Nicht zuletzt macht einen guten Server aber nicht nur die Liste an Features und die Performance aus, sondern letztlich auch die dazugehörige
Community, auf die wir sehr stolz sind und ohne die unser noch immer recht junges Projekt nicht durchgehalten hätte. Wir dürfen behaupten, dass
die Server-Administration sehr nah an der Community "dran" ist und Beschwerden, Vorschläge und Kritik zeitnah zur Kenntnis nimmt und versucht,
entsprechend darauf zu reagieren. 

Zudem bieten wir einen Ingame-Support an, der sich sehr aktiv um die Ingame-Probleme der Spieler kümmert und beispielsweise für Beschwerden
hinsichtlich RDM oder regelwidriger Spielweise von Mitspielern nahezu rund um die Uhr zur Verfügung steht. Weiterhin sind unsere Moderatoren erster 
Ansprechpartner für Erstattungen, sofern Verluste der Spieler (Fahrzeuge etc.) durch serverseitige Probleme verursacht wurden. Als Beispiel sei hier ein 
Hackangriff genannt, die wir im Übrigen durch zahlreiche Anti-Cheat-Maßnahmen minimiert haben.

*Unsere Philosophie:*

Wir möchten es allen Spielern ermöglichen, ihre Idee des Rollenspiels ausleben zu können. Ob *Händler*, *Dieb*, *Taxifahrer*, *Kartellangehöriger *oder *Polizist*: 
*Alle sind hier willkommen.*

 Die Server-Verantwortlichen favorisieren weder die Polizei noch Zivilisten oder eine fiktive dritte Fraktion.
 Es wird stets versucht, dass alle Rollen interessant zu spielen sind und ihre Daseinsberechtigung haben. Allerdings funktioniert dies nur unter Einhaltung gewisser Regeln, 
die in einem Rollenspiel unabdinglich sind, zumal sich Altis Life mitunter als ein Spielplatz für “Troller” entwickelt hat.

Eben jene Regeln werden von unserem Administratoren- und Moderatorenteam überwacht und Verstöße gegen elementare Regelverletzungen rigoros geahndet, 
um das positive Spielgefühl aller zu bewahren und Frust zu vermeiden. Wir legen darauf Wert, dass ein Jeder Rücksicht auf seine Mitspieler nimmt und dies 
trotz möglicher “Ingame-Rivalität” nicht vergisst. 

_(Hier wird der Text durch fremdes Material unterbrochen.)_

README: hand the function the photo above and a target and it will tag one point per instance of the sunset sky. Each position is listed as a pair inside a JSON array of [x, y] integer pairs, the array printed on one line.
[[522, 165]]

*Nun aber zu den speziellen Server-Features:*

*Erweitertes Logistiksystem*
Einige LKWs sowie Helikopter haben die Möglichkeit, Cargo-Boxen oder andere Fahrzeuge aufzunehmen und die Kapazität eklatant zu erhöhen.
Die Menge an Boxen/ des Fahrzeuges sowie deren Inhalt haben dabei Auswirkungen auf das Fahr- und Flugverhalten.




			Dieser Inhalt steht nur eingeloggten Mitgliedern zur Verfügung.
        

 


*Optimiertes Housing*
Sichere Lagermöglichkeiten - Möglichkeit, Helikopter und Fahrzeuge zu auszuparken - Möbel - Spawnpunkt - Schlüssel mit der Gruppe teilen
Geldspeichermöglichkeit




			Dieser Inhalt steht nur eingeloggten Mitgliedern zur Verfügung.
        




*Dynamisches Wirtschaftssystem*
Preise verändern sich dynamisch in Echtzeit durch Verkauf der Waren sowie durch Events.




			Dieser Inhalt steht nur eingeloggten Mitgliedern zur Verfügung.
        




*Personalausweise*
Die Personalausweise dienen dem Zweck, sich anderen gegenüber ausweisen zu können, da man mit einem Personalausweis die Funktion ausschalten kann, dass der eigene Name über dem Spieler angezeigt wird. 
Dieses Feature fördert das RP ungemein und hat bereits zu vielen lustigen und interessanten Situationen geführt.




			Dieser Inhalt steht nur eingeloggten Mitgliedern zur Verfügung.
        




*Redesign der Altis Life "Vanilla" Map*
Die Karte wurde dahingehend optimiert, dass Händler und andere NPCs nicht in Gebieten stehen, die schwer zu erreichen sind.
Zudem wurde ein Augenmerk darauf gelegt, dass die Spieler sich öfter begegnen und somit das RP gefördert wird.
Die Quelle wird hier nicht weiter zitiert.